Arriving at Col. Sumner’s Park for the second gentrification tour, there were considerably less people this time around, only about nine or ten. Many were likely at the panel discussion with Central Northeast Neighbors, North Portland Neighborhood Services, and Northeast Coalition of Neighborhoods and Southeast Uplift about demolition, residential infill, and housing affordability. But the smaller group, joined by freelance journalist Arun Gupta, was equally as engaging and allowed for more intimate discussion.

This tour was less structured, and the destinations were chosen by the participants, with organizer Hart Noecker choosing the first location, the nearby goat field that’ll soon be home to approximately 84,000 sq ft of retail space, 257 apartment units, and two levels of structured parking with the hopes of enticing younger people seeking to live in this up-and-coming neighborhood of SE Portland for a mere $1,600/month—a neighborhood with a median household income of $34,130 ($24,520 for individuals), $768 median rent, 10% unemployment, and almost a quarter of its residents below the poverty rate according to Portland Monthly. (And as previously mentioned, the site is branded ‘the Goat Blocks Redevelopment’ in honour of the beloved goats the project itself is displacing to Lents.)

After discussing the neighborhood and the ways it’s changing, we headed off towards Division, where a flurry of development has made it almost unrecognizable to many, including the tour’s organizer. Pricey apartments are springing up all along Division. One, branded as an eco-friendly apartment complex, offers 1 bedroom apartments for $1,600/month. Where Portland’s only lesbian bar once stood now sits a gaudy apartment complex with $1,100/month studios. This area has long been a popular hot-spot for SE Portlanders, with a number of bars, restaurants, and independent retail spaces drawing in people with its unique culture for years. But now, many of those places are being transformed into upscale restaurants and condos at a pretty alarming rate, scrubbing the neighborhood clean of the people and places that made it popular in the first place.
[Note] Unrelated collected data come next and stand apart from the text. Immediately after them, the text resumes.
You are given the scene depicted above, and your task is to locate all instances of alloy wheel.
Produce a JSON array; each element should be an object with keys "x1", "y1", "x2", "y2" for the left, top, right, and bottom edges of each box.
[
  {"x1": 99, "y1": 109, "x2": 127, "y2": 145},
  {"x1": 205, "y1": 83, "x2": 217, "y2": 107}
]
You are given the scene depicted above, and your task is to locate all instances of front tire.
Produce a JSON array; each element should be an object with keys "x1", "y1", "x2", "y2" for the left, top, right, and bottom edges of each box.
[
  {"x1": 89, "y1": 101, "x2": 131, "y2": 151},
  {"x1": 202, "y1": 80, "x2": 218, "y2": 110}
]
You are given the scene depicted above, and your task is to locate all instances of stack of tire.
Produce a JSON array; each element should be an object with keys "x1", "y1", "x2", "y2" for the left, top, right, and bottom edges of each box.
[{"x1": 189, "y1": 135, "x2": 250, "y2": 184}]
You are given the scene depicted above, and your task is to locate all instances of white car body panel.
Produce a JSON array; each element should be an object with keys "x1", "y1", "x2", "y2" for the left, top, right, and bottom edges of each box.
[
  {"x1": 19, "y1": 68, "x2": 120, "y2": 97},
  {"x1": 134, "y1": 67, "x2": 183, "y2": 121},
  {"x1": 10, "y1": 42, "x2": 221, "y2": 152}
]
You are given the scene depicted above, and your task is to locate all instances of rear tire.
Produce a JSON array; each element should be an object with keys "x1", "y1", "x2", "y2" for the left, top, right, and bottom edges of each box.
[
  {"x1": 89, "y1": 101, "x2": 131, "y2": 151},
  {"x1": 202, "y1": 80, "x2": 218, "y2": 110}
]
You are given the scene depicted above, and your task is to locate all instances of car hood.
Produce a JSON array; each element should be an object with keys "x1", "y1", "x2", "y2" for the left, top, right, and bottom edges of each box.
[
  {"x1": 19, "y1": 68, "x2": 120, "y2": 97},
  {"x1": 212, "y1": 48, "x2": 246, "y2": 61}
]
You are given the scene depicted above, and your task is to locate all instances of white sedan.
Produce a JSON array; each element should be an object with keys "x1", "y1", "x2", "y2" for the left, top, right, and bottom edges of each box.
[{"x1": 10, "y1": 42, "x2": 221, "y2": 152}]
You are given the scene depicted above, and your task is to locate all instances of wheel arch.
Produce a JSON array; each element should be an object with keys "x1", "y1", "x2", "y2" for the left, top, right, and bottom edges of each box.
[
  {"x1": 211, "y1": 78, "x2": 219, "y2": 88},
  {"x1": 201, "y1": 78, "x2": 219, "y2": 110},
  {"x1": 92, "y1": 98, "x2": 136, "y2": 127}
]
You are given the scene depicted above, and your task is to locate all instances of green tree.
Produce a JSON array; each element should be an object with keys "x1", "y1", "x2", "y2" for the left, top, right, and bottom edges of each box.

At one point, when I realized the apartment I was staring at was where the Egyptian Club/Weird Bar once stood, it struck me how fast gentrification can happen. A year or two and you hardly recognize where you live. And I never really understood until then just how much power the capitalist and rentier classes have to not only make huge profits from gentrification and the displacement of minorities and lower-income residents, but to physically alter our communities as well. They literally have the social power via money to aesthetically, demographically, and structurally shape our cities with little to no input from residents themselves, especially those most affected. It’s fucked up to say the least.

From there, we rode towards a development on SE 39th/Cesar Chavez just north of Belmont, where we ended the ride. But on the way, I took them by my first apartment where, one month into a six-month lease, my girlfriend and I got an eviction notice (along with everyone else in the building) after the owners sold the property to a developer that turned them into condos. Telling everyone about what happened brought up a lot of the old feelings I had as we were being forced out of our home (our first real home together), especially the anger. Being forced from your home isn’t just an inconvenience, it’s a traumatic experience.

While talking about it, I also realized that my family and I were displaced by gentrification growing up in Detroit, as well. The historic apartment building where I grew up and my mom worked was sold to developers who wanted to transform into a luxury hotel and residence. While deals were being made, the building deteriorated due to lack of maintenance, and the residents suffered. The eighth floor, for example, had to be evacuated because the roof leaked so bad. Eventually, everyone was evicted, but the planned renovations never happened. Instead, the building was left to rot until it was purchased by Little Caesars founder, Mile Ilitch, who continued to let it rot until it was illegally torn down by the city and turned into a parking lot.

For me, the thing that bothers me the most about gentrification is the harm that it does to the people it displaces. Yes, it alters a community’s culture and landscape, and it tends to artificially inflate housing prices making things more expensive. But it also tears people away from their homes and memories. It uproots them, and in many cases, forces them to change schools and jobs. It causes a lot of emotional stress and creates financial burdens for those directly or indirectly forced to relocate in order to make room for the influx of more trendy clientele. My mom had a lot of history at the Madison-Lenox. It was the centre of her life. It’s where she worked, where she lived, and where most of her friends lived too. It was her connection to the city. It’s no exaggeration to say that she loved that place and the people in it almost as much as she loved me. And when she lost the fight to stay there, she lost more than her home, she lost a part of herself.

Thinking about all the things we saw and how pervasive the influence of owners and developers are in our lives, how much they shape our community and living spaces, and how easily they can disrupt our lives with impunity and a clear conscience, I became conscious of just how much I’ve been affected by gentrification and it really pissed me off. To them, it’s nothing personal, just business. But to me and the countless others who live in the world they manipulate, it’s nothing but personal.